ET Analysis: Leave the food inflation target index well alone

When there are whispers and murmurs in some corridors about the need for re-evaluating the inflation targeting framework component, or tinkering with the yardstick of price pressures measurement, the message from the central bank governor was unequivocal: Don’t tamper.

Apart from conveying his determination to bring inflation down to 4% as mandated by law, governor Shaktikanta Das’ couched message was that the urge to do anything with the existing inflation targeting would probably lead to frittering away the hard-fought gains on credibility of price stability. Going beyond his usual explanation of the growth and inflation assessment in the economy, he dwelt in length about the components of food inflation and the need to keep an eye on them and the broader aspects of why it was necessary to stick to it.

“First and foremost is the fact that our target is the headline inflation wherein food inflation has a weight of about 46%,” said Das. “With this high share of food in the consumption basket, food inflation pressures can’t be ignored. Further, the public at large understands inflation more in terms of food inflation than the other components.”

One can’t miss the message here.

The Economic Survey last month hinted that the legally mandated inflation targeting for the RBI should exclude food prices while setting monetary policy as it distorts agricultural markets. “India’s inflation targeting framework should consider targeting inflation, excluding food,” said the Economic Survey. “Higher food prices are, more often, not demand-induced but supply-induced. Short-run monetary policy tools are meant to counteract price pressures arising out of excess aggregate demand growth.”Furthermore, there have been reports that the committee which is examining the components and weights for the consumer price index, is likely to reduce the weighting for food as the overall expenses on food basket are down considerably since the last data collection that happened more than a decade ago.While that may be the case for individuals’ overall expenses, food still affects considerably and what one pays for it impacts the overall belief of where price levels are headed in general.

Economists place higher weightage for inflation expectations which influence saving and consumption behaviour of people. In fact, the flexible inflation targeting framework is a product of the distortion of financial markets in 2013 that caused a macro economic crisis.

So much so that the governor’s statement contained at least 13 footnotes on inflation alone, including on the increase in prices of tomatoes, onions and potatoes.

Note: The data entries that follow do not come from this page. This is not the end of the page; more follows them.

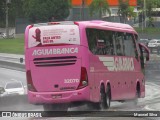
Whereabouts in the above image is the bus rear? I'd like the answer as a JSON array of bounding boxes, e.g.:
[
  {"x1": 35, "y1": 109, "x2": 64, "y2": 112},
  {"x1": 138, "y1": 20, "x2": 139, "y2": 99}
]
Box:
[{"x1": 25, "y1": 22, "x2": 89, "y2": 104}]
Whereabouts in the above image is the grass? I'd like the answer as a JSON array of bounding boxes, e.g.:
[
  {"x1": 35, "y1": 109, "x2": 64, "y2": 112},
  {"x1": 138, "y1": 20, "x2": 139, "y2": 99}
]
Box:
[{"x1": 0, "y1": 38, "x2": 24, "y2": 54}]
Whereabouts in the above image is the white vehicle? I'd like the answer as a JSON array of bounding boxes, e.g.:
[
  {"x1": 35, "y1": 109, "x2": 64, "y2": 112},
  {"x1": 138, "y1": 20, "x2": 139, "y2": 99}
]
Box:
[
  {"x1": 4, "y1": 81, "x2": 25, "y2": 95},
  {"x1": 148, "y1": 39, "x2": 160, "y2": 53}
]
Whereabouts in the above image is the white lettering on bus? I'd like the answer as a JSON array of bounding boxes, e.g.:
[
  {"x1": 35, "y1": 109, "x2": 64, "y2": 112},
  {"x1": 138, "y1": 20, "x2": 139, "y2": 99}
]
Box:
[
  {"x1": 32, "y1": 48, "x2": 78, "y2": 56},
  {"x1": 114, "y1": 58, "x2": 134, "y2": 71},
  {"x1": 64, "y1": 79, "x2": 79, "y2": 83},
  {"x1": 99, "y1": 57, "x2": 135, "y2": 71}
]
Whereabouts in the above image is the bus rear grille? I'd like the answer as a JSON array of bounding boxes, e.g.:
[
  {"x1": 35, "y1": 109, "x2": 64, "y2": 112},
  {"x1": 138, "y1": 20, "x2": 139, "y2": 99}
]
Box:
[{"x1": 33, "y1": 56, "x2": 77, "y2": 67}]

Governor Das, without mentioning the most dreaded phrase in the context of inflation, ‘wage-price spiral,’ said it is only a matter of time before the food prices spill over to the rest of the economy. Remember the argument that the protein rich consumption of ‘meat and eggs’ is the cause of inflation and how it spread to other segments and went out of hand?

“Persistently high food inflation and unanchored inflation expectations-if they materialise-could lead to spillovers to core inflation through pick-up in wages on cost-of-living considerations,” said Das. This, in turn, could be passed on by firms in the form of higher prices for services as well as goods, especially in a scenario of strong aggregate demand. These behavioural changes can then result in overall inflation becoming sticky, even after food inflation recedes.”

Yes, the spending pattern and consumption pattern last recorded in FY11 needs to be revised to the new reality by the Central Statistical Organisation, but it need not be constructed with the RBI’s inflation targeting in mind. It is a hard-won stability that can’t be squandered.